Improving the delicate process of 3D printing features smaller than the width of a human hair has, as you can imagine, many parameters to consider. To widen the applications of the method, new materials have to be created. And increasing the size of parts can come at a cost to time.
At Lawrence Livermore National Laboratory (LLNL) researchers have uncovered a new piece to the two-photon lithography puzzle that maximises the possibilities of the technology, especially for use in medicine.
Two-photon lithography “on its head”
Two-photon lithography can 3D print features that are much smaller than the resolution of laser beam curing source. This is made possible by a lens/glass plate arrangement that filters the laser into a fine focal spot.
Two-photon lithography machines typically 3D print from the bottom-up. In LLNL’s research, this process is literally turned on its head, enabling what is termed “dip-in
Dip-in laser lithography
According to Sourabh Saha, R&D engineer at LLNL, “Most researchers who want to use two-photon lithography for printing functional 3D structures want parts taller than 100 microns.” In typical two-photon lithography, length is limited due to a short space in-between the material vat, and the glass-plate used to focus the laser.
By contrast, in dip-in laser lithography, liquid photoresist feedstock is put directly on the lens, and the laser is focused through the material.
As the laser refracts when it enters the photoresist material, and the immersion oil needed for the lens, the researchers had to figure out how to match the “refractive index” of both liquids, “so the laser could pass through unimpeded.”
Saha adds, “With these index-matched resists, you can print structures as tall as you want. The only limitation is the speed.”
“It’s a tradeoff, but now that we know how to do this, we can diagnose and improve the process.”
Experiments in Saha et al’s research were conducted using a Photonic Professional GT laser lithography system from Nanoscribe GmbH – the leading provider to two-photon lithography machines. As of September 2012, Nanoscribe has had a patent-pending application for its own dip-in laser lithography (DiLL) process.
Better for medical
By optically tuning the photoresist to match the oil, the researchers were also able to create a material that is more susceptible to CT x-rays, making it easier to identify and characterize the internal geometry of a 3D printed part.
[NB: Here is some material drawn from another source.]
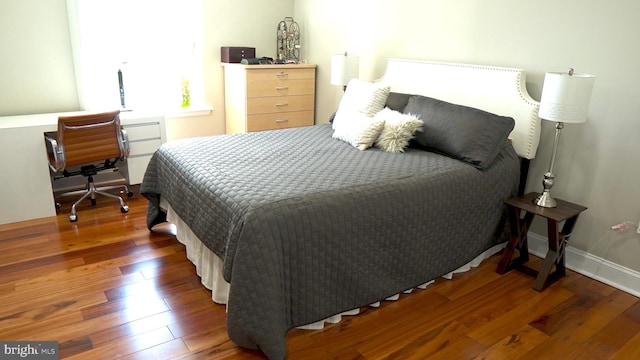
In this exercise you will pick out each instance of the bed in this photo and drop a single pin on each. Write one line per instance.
(295, 227)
As a result, two-photon lithography 3D printed parts using the dip-in method are more suited to medical applications than their “bottom-up” counterparts.
Incidentally, medicine is the area that two-photon lithography is showing the most prominence. Nanoscribe Photonic Professional GT systems are used for medical research at, among others, the Max Planck Institute for Intelligent Systems, George Washington University and IFW Dresden.
One piece of many
“It’s a very small piece of the puzzle that we solved,” concludes Saha, “but we are much more confident in our abilities to start playing in this field now,”
“We’re on a path where we know we have a potential solution for different types of applications. Our push for smaller and smaller features in larger and larger structures is bringing us closer to the forefront of scientific research that the rest of the world is doing.”
Radiopaque Resists for Two-Photon Lithography To Enable Submicron 3D Imaging of Polymer Parts via X-ray Computed Tomography is published in the ACS Applied Materials & Interfaces journal. It is co-authored by Sourabh K. Saha, James S. Oakdale, Jefferson A. Cuadra, Chuck Divin, Jianchao Ye, Jean-Baptiste Forien, Leonardus B. Bayu Aji, Juergen Biener and William L. Smith.